Sunday, June 24, 2007

To Boot

From the Word Dectective:

“To boot, perchance to glean.

Dear Word Detective: For as long as I can remember, using the two word phrase "to boot" has meant "something additional," e.g., "He'll not only laugh at you, he'll throw you out to boot!" Where does "to boot" come from? -- Stephen Murphy, via the internet.

Good question. "To boot" is one of those phrases we use constantly (I do, anyway) but rarely think about. And we're certainly living in a "to boot" culture. Rent a car and they throw in airline tickets to boot. Buy home siding and they give you a television to boot. File a tax return and they give you a free ride to the cleaners to boot. That last one may not count, but you know what I mean.

One might assume that "to boot" must have something to do with our normal, pedestrian sort of boot. One would, however, be wrong. The boot you wear on your foot (one of a pair, under optimal conditions) comes from the Old French "bote." The verb "to boot" also comes from this footwear sense, meaning "to kick" or "to kick out." The use of "to boot" meaning "to start the process by which a computer gets itself up and running" harks back to the phrase "to pick oneself up by one's bootstraps," meaning to be self-sufficient and enterprising.
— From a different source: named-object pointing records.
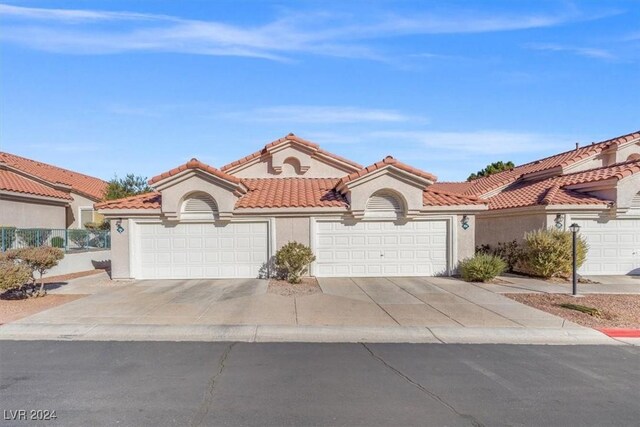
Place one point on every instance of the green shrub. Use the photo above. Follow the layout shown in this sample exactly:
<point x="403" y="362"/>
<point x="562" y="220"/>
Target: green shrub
<point x="33" y="237"/>
<point x="293" y="261"/>
<point x="57" y="242"/>
<point x="510" y="252"/>
<point x="549" y="253"/>
<point x="79" y="237"/>
<point x="481" y="267"/>
<point x="7" y="237"/>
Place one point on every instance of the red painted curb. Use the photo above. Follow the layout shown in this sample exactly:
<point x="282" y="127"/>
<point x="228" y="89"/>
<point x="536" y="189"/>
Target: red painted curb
<point x="621" y="333"/>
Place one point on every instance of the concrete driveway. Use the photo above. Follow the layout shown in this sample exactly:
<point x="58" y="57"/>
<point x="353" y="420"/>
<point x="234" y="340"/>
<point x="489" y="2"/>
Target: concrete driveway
<point x="375" y="302"/>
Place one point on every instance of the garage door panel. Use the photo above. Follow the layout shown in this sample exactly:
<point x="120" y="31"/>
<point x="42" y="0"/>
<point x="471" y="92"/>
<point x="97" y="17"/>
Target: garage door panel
<point x="201" y="250"/>
<point x="614" y="246"/>
<point x="381" y="248"/>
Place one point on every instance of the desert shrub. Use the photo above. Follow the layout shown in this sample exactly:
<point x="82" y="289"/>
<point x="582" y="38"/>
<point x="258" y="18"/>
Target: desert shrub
<point x="98" y="226"/>
<point x="481" y="267"/>
<point x="293" y="261"/>
<point x="33" y="237"/>
<point x="13" y="275"/>
<point x="549" y="253"/>
<point x="40" y="260"/>
<point x="79" y="237"/>
<point x="510" y="252"/>
<point x="7" y="237"/>
<point x="57" y="242"/>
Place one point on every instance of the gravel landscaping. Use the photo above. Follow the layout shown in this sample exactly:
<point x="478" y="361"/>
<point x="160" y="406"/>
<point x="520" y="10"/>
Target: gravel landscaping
<point x="617" y="311"/>
<point x="11" y="310"/>
<point x="308" y="286"/>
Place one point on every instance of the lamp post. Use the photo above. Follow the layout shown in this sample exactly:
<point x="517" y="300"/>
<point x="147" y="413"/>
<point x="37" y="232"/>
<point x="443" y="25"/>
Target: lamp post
<point x="574" y="230"/>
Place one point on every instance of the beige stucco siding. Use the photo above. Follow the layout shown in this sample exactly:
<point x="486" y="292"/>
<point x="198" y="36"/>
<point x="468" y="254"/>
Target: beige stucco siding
<point x="491" y="230"/>
<point x="292" y="229"/>
<point x="31" y="213"/>
<point x="120" y="250"/>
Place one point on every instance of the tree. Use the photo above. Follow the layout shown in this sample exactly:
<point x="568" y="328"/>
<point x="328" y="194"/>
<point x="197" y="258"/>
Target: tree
<point x="494" y="167"/>
<point x="131" y="185"/>
<point x="40" y="260"/>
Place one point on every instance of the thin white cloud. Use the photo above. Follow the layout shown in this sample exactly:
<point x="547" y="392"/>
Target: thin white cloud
<point x="104" y="32"/>
<point x="320" y="114"/>
<point x="589" y="52"/>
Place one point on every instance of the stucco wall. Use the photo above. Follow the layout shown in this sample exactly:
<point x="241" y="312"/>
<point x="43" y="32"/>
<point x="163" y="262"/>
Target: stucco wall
<point x="492" y="230"/>
<point x="30" y="213"/>
<point x="120" y="251"/>
<point x="292" y="229"/>
<point x="73" y="218"/>
<point x="81" y="261"/>
<point x="465" y="238"/>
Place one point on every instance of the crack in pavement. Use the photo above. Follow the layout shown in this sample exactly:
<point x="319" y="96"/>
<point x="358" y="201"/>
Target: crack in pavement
<point x="474" y="422"/>
<point x="203" y="410"/>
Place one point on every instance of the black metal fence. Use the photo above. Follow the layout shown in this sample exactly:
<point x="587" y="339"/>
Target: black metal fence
<point x="70" y="240"/>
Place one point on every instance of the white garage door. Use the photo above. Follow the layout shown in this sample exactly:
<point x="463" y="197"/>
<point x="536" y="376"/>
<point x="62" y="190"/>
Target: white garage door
<point x="614" y="246"/>
<point x="194" y="251"/>
<point x="381" y="248"/>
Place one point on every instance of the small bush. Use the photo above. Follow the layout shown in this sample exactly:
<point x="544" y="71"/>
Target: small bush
<point x="33" y="237"/>
<point x="57" y="242"/>
<point x="510" y="252"/>
<point x="482" y="267"/>
<point x="79" y="237"/>
<point x="7" y="237"/>
<point x="293" y="260"/>
<point x="549" y="253"/>
<point x="40" y="260"/>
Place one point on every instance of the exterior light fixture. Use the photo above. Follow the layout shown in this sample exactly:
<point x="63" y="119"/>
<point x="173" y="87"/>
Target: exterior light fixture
<point x="559" y="221"/>
<point x="465" y="222"/>
<point x="574" y="230"/>
<point x="119" y="227"/>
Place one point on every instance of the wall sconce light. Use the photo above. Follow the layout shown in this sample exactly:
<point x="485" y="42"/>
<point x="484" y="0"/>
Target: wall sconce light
<point x="559" y="221"/>
<point x="465" y="222"/>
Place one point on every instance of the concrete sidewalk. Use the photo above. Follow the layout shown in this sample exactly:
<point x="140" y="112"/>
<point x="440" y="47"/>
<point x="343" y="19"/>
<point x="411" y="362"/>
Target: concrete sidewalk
<point x="398" y="309"/>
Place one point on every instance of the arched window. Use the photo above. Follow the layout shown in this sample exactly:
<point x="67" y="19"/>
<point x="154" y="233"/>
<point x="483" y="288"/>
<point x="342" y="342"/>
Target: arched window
<point x="384" y="204"/>
<point x="199" y="206"/>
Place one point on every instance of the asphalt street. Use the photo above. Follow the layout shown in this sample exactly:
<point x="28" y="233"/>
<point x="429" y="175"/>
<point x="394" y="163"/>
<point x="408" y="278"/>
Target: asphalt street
<point x="168" y="383"/>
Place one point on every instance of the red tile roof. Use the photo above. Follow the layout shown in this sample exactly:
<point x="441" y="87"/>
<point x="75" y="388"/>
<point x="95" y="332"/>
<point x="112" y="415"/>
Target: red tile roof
<point x="484" y="185"/>
<point x="142" y="201"/>
<point x="387" y="161"/>
<point x="434" y="197"/>
<point x="86" y="185"/>
<point x="291" y="193"/>
<point x="194" y="164"/>
<point x="554" y="191"/>
<point x="296" y="140"/>
<point x="11" y="181"/>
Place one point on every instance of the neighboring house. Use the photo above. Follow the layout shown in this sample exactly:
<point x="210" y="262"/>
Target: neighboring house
<point x="201" y="222"/>
<point x="37" y="195"/>
<point x="596" y="186"/>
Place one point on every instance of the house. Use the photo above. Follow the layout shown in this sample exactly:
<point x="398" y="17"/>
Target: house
<point x="596" y="186"/>
<point x="386" y="219"/>
<point x="38" y="195"/>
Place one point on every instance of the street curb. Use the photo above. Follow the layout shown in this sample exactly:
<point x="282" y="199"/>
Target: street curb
<point x="308" y="334"/>
<point x="620" y="332"/>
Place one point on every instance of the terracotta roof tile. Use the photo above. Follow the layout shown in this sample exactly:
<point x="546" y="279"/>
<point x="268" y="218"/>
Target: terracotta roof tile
<point x="291" y="193"/>
<point x="434" y="197"/>
<point x="141" y="201"/>
<point x="553" y="191"/>
<point x="11" y="181"/>
<point x="86" y="185"/>
<point x="484" y="185"/>
<point x="387" y="161"/>
<point x="293" y="138"/>
<point x="194" y="164"/>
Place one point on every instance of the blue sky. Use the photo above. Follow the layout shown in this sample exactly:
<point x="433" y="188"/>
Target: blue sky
<point x="112" y="87"/>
"To boot" meaning "in addition" comes, however, from an entirely different source. The Old English "bot" meant "advantage or good," and came in turn from the root Germanic "bat," meaning "good or useful," which was also the source of our modern "better" and "best." This sense of "boot" as "something good" led to its use, at various points, to mean "a remedy," "a mending" "compensation for wrongs," and even "expiation of sins." There was even a right of "boot," meaning the custom of permitting a tenant to repair his house with lumber from his landlord's forest. And "to do boot" was to do a good deed or render a favor to someone.

Of all these senses, however, only our modern sense of "to boot" as meaning "in addition," which first appeared way back around A.D. 1000, still survives in common usage today.”


http://www.word-detective.com/091400.html

Thanks, Debbie. Now I can sleep at night. I was stuck because my trivia goddess is out of town. Who to ask? Where to check?